I experience the situation that index is having multiple same _id within the same index
I have version 7.17.0
the data are ingested by python requests lib via API
this way
the uniqueness is broken among multiple indexes within same pattern
POST /cnfm_test_history_norm_state/_bulk?filter_path=items.*.error
{"index":{"_id":"25510117"}}
{"field1":1,"field2":"2"}
...
A document ID is only unique within a single index (as long as you do not use routing). There is no way to enforce uniqueness acros multiple indices, e.g. if you are using time-based indices and rollover.

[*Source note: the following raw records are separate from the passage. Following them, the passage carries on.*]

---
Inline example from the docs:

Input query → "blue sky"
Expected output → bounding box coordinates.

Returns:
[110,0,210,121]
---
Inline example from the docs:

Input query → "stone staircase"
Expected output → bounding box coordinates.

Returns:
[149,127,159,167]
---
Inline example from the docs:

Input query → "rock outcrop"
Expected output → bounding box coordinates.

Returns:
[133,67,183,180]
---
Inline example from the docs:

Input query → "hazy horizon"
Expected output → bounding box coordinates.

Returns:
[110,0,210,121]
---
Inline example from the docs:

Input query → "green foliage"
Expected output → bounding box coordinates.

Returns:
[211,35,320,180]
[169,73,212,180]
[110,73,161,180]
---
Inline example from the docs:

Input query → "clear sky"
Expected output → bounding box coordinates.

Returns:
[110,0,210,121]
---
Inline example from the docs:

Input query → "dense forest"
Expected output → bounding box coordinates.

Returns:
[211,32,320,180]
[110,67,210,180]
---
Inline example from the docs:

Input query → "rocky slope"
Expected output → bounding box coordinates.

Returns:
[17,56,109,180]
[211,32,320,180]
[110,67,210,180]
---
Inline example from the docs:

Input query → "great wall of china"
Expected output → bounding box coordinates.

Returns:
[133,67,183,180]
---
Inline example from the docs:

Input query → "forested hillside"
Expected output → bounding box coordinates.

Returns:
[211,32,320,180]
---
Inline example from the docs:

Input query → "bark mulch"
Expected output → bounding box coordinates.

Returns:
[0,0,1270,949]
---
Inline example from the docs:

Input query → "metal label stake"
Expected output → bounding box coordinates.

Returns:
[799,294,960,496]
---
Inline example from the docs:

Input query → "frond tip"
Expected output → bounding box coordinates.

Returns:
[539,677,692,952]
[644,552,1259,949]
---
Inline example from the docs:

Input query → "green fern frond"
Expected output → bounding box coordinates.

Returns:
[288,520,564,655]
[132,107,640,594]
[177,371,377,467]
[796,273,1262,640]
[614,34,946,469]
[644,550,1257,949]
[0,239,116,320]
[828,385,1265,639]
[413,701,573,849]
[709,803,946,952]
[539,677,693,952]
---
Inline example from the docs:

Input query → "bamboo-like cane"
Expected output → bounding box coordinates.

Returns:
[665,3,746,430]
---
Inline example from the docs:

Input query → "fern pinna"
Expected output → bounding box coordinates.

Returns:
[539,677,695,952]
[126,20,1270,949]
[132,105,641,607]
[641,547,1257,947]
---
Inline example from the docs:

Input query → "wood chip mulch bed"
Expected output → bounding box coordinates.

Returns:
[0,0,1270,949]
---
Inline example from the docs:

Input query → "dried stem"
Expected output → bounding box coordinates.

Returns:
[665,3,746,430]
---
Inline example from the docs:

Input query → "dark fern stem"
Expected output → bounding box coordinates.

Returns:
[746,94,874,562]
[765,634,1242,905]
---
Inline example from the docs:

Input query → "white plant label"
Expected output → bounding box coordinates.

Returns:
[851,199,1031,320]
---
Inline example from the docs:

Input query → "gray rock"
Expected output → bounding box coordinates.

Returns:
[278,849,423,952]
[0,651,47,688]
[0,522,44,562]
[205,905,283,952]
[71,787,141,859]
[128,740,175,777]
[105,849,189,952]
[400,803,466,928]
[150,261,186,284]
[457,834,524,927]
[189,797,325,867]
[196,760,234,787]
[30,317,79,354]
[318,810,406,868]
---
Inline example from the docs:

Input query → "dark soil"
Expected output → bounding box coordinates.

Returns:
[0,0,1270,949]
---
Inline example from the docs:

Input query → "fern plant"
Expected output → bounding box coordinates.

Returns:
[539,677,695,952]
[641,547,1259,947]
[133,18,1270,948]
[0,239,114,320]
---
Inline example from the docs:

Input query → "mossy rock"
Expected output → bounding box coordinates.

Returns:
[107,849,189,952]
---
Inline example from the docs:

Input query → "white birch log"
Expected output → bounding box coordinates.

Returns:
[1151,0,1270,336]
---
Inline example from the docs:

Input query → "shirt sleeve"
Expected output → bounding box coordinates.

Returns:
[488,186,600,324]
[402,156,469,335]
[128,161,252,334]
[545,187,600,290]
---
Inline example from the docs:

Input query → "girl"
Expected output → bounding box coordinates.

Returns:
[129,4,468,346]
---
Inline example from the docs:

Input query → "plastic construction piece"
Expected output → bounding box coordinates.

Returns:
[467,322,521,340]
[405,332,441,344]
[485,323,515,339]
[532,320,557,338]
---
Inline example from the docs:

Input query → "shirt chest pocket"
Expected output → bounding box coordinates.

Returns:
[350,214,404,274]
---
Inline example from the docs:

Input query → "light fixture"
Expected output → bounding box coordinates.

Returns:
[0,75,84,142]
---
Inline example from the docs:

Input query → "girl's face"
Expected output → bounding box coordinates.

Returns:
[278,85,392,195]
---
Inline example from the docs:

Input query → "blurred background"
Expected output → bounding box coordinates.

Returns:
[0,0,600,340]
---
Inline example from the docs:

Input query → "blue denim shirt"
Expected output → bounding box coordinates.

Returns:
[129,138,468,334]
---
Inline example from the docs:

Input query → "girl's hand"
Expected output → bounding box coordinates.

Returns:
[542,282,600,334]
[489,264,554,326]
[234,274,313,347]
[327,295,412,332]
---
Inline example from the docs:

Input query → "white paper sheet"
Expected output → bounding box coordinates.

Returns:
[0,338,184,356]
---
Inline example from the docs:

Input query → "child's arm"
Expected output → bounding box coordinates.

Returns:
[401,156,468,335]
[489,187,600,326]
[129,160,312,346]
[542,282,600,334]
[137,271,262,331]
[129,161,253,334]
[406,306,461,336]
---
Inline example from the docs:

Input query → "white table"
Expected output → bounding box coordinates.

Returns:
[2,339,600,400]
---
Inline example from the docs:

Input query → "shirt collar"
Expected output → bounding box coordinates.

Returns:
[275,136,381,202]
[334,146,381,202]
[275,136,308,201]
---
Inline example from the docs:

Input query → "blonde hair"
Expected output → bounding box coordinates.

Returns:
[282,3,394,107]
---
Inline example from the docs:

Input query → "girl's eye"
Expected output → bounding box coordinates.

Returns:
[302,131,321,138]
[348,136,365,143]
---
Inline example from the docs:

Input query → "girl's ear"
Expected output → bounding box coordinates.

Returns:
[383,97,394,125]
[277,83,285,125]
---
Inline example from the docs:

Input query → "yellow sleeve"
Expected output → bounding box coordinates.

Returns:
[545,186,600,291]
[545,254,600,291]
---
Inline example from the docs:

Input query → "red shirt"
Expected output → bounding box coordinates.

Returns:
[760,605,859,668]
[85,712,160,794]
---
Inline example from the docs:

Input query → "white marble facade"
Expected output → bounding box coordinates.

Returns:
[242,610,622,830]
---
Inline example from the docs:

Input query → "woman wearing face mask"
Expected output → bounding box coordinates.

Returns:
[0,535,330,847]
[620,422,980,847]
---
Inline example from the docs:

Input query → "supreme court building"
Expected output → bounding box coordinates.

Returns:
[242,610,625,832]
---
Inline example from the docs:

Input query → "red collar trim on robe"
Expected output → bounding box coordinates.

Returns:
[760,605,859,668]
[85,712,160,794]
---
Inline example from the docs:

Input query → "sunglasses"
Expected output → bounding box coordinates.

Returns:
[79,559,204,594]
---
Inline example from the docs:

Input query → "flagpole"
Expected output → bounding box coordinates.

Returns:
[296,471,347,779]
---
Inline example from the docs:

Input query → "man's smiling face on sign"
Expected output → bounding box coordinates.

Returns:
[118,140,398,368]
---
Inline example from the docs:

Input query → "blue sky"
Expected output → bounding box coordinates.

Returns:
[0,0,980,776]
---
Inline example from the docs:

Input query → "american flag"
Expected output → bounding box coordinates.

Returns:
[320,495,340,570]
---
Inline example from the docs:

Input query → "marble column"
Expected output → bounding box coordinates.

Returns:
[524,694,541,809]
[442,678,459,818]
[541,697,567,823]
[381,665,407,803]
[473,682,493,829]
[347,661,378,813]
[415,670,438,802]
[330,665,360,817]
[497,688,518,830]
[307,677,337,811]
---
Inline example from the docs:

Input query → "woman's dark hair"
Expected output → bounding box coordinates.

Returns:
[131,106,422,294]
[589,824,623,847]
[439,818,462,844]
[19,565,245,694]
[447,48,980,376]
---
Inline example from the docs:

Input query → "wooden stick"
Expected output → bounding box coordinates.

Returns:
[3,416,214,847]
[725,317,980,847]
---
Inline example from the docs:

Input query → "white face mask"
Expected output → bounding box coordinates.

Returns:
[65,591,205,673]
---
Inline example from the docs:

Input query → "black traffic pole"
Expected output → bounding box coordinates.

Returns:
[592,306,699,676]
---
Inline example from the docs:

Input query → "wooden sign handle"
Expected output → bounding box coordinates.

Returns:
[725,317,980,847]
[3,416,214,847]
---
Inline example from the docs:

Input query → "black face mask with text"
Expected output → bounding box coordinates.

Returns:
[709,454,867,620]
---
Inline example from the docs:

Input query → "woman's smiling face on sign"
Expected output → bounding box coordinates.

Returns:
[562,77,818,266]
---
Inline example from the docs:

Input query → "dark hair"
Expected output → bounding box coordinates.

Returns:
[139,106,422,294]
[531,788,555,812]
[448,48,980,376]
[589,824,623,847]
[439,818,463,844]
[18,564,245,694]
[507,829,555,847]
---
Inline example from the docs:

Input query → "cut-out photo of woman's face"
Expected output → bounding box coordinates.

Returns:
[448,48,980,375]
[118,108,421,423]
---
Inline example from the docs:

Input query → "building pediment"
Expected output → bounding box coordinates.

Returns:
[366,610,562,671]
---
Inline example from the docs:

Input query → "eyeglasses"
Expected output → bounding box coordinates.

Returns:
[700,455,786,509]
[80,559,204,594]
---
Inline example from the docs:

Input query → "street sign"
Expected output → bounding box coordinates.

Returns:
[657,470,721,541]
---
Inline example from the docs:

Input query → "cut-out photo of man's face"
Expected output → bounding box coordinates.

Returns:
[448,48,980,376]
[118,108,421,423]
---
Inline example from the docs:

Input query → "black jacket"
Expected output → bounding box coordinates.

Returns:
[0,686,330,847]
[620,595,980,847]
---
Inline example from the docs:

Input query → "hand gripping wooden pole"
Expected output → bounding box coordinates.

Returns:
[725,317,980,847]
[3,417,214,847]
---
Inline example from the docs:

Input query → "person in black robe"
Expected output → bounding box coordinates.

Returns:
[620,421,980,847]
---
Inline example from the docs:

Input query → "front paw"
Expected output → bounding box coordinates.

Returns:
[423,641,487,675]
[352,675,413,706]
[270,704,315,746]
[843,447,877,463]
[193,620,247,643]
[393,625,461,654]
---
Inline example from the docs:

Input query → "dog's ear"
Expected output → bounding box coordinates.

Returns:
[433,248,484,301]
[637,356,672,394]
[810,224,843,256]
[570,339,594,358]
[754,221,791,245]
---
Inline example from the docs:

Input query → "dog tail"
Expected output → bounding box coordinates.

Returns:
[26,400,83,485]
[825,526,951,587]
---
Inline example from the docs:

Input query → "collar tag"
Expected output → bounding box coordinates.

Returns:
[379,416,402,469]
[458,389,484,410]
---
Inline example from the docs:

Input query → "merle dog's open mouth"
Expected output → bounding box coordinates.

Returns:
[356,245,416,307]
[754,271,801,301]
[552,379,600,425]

What you are seeing is therefore expected as the documents are stored in two separate indices.
If you need the ID to be unique you have to either use a single index (makes deletes and retention management more complex and expensive) or search for the document before updating it within your application (slow and tricky, especially with concurrent changes).
yes this is our case, we are using time-based indices with rollover.
the use-case is merge of multiple streams (join) based on _id
we create _id in both data streams and we join data in elasticsearch then by just adressing it as _id
I did not expect this behavior but I understand it. We have to look for another way how to resolve our problem.
Just for clarification 2 data streams are quite big (up to 1TB / day) and the delay (time shift) between the streams might be up to 2 hours.
so storing this amount in memory is expensive so we decided to use this technique, but it looks as a bad approach.
@Christian_Dahlqvist thank you
please you mention a method based on delete /retention management
I looked into it and deletes don't seem to reduce the index size. They just mark documents as deleted.
To reduce the index size the _forcemerge method has to be executed. However, this method cannot be used against a live index.
Do I understand this correctly / Is there any other method to handle this?
Correct. The deleted documents will be removed when the segment they are stored in is merged, which can take some time. Eventually they will be removed.
I would recommend letting Elasticsearch clean this up through normal merges, which will require more disk space. I can not think of any other method to get around this, so I would say this is the tradeoff you would need to make.